BBCモニターもそうだし、タンノイのスピーカーもかなり以前からそうである。

Model 19の、レベルコントロールをいじったときの周波数特性が発表されている。
中域のツマミを反時計回りにいっぱいにまわし、高域のツマミを時計回りにいっぱいにまわす、
この時の周波数特性は2kHzが約10dB近く下がる。その上の帯域は徐々にレベルが上がる。

瀬川先生が、6041、620Bのレベルコントロールをどのように調整されたかはわからないが、
かなり大胆にいじっておられたことは書かれていた。
上の周波数特性からもわかるように、おそらく中域をかなり絞り、高域はある程度あげることで、
瀬川先生が苦手だった中域の張りの抑えられるとともに、
BBCモニター的なヴォイシングに、自然とそういう音にもっていかれたのだろうか。

実は、604-8KS(604-8Hのフェライトモデル)がはいった612Cを、一本だけ所有している。
モノーラル専用なわけで、同じようにレベルコントロールをいじっている。

「瀬川冬樹氏のこと(その9)」に書いたように、
瀬川先生は620Bに、アキュフェーズC240とマイケルソン&オースチンのTVA1を組み合わされている。
架空の話になってしまうが、瀬川先生がクレルのPAM2とKSA100のペアを聴かれていたら、
絶対アルテックの620Bか6041と組み合わされていたはずだ。

Date: 12月 4th, 2008
Cate: BBCモニター

BBCモニター考(その4)

4343とLS5/8、同じモニタースピーカーといっても、
使われ方、求められる性能の項目が違うことがあらためてわかる。

JBLのスタジオモニターは、性能ぎりぎりのところで使いつづけても破綻をきたさないよう設計されている。
BBCモニターはモニタースピーカーといっても、大音量で使われることはまずないと聞く。
1970年代にはQUADのESLが、ヨーロッパのレーベル(たしかデッカ)のスタジオモニターとして使われていた。
旧型の ESLがスタジオモニターと通用するくらい、イギリスを含めてヨーロッパのスタジオの試聴音量は、
かなり低いということを書かれた文章を何度か目にしている。

たとえば磁気回路を見ても、BBCモニターはそれほど物量投入の設計ではない。
スピーカーユニットを開発・設計する機会のないわれわれは、
スピーカーの磁気回路の磁束密度は高いほどいいと思いがちだが、
メーカーの技術者に話をきくと、必ずしもそうではなく、
振動板の口径や重さなどとの絡みもあるが、聴いて音の良いポイントがある、といっている。
具体的な数値は教えてくれなかったが、10000ガウスよりも低いところで、ひとついいポイントがあるとのこと。

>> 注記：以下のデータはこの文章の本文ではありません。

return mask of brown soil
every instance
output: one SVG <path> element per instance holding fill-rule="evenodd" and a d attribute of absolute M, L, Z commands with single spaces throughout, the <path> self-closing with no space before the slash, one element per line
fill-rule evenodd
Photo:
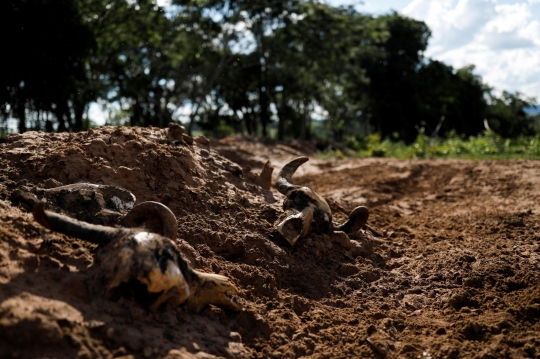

たしかにKEFのLS5/1A搭載のグッドマンのウーファーの磁束密度は、9000ガウスだ。
たまたまなのかもしれないし、他のBBCモニターの使用ユニットの磁束密度は不明だが、
ユニットそのもののつくりを見る限りそれほど高い値とは思えない。

LS5/8、PM510のウーファーの振動板ポリプロピレンも、スピーカーの振動板に求められる性能──
高剛性、適度な内部損失、内部音速の速さ、軽さの点から見ると、
お世辞にも高剛性といえないし、内部音速がそれほど速い素材でもない。
満たしているのは、適度な内部損失と軽さだけだろう。

もっもとすべての諸条件をすべて高い次元で満たしている素材はないので、
どの項目を優先するかは技術者次第なのだろう。

BBCモニターの設計、つくり方を見て思うのは、ぎりぎりの性能を実現することよりも、
バラツキのないものをつくることを優先しているように思う。
ウーファーの振動板を紙からベクストレン、そしてポリプロピレンに変更していったのも、
性能向上とともに、バラツキのないものをつくれるメリットがあることも大きい。

BBCモニターを、どれでも実際に購入したことのある人ならば、
リアバッフルにシリアルナンバーが手書きで書いてあり、
同じシリアルナンバーで末尾にAがつくものと、Bがつくものとがペアになっているか、
シリアルナンバーが連番になっていることをご存じのはずだ。

4343時代のJBLは、同じ製造ロットのものが入荷してくるのだが、
シリアルナンバーが連番ということはまずなかった。
4341、4343のユニットレイアウトもそうだが、左右対称にはなっていない。
4343はトゥイーターの2405を購入者がつけ換えれば左右対称になるけれど、出荷時点ではそうなっていない。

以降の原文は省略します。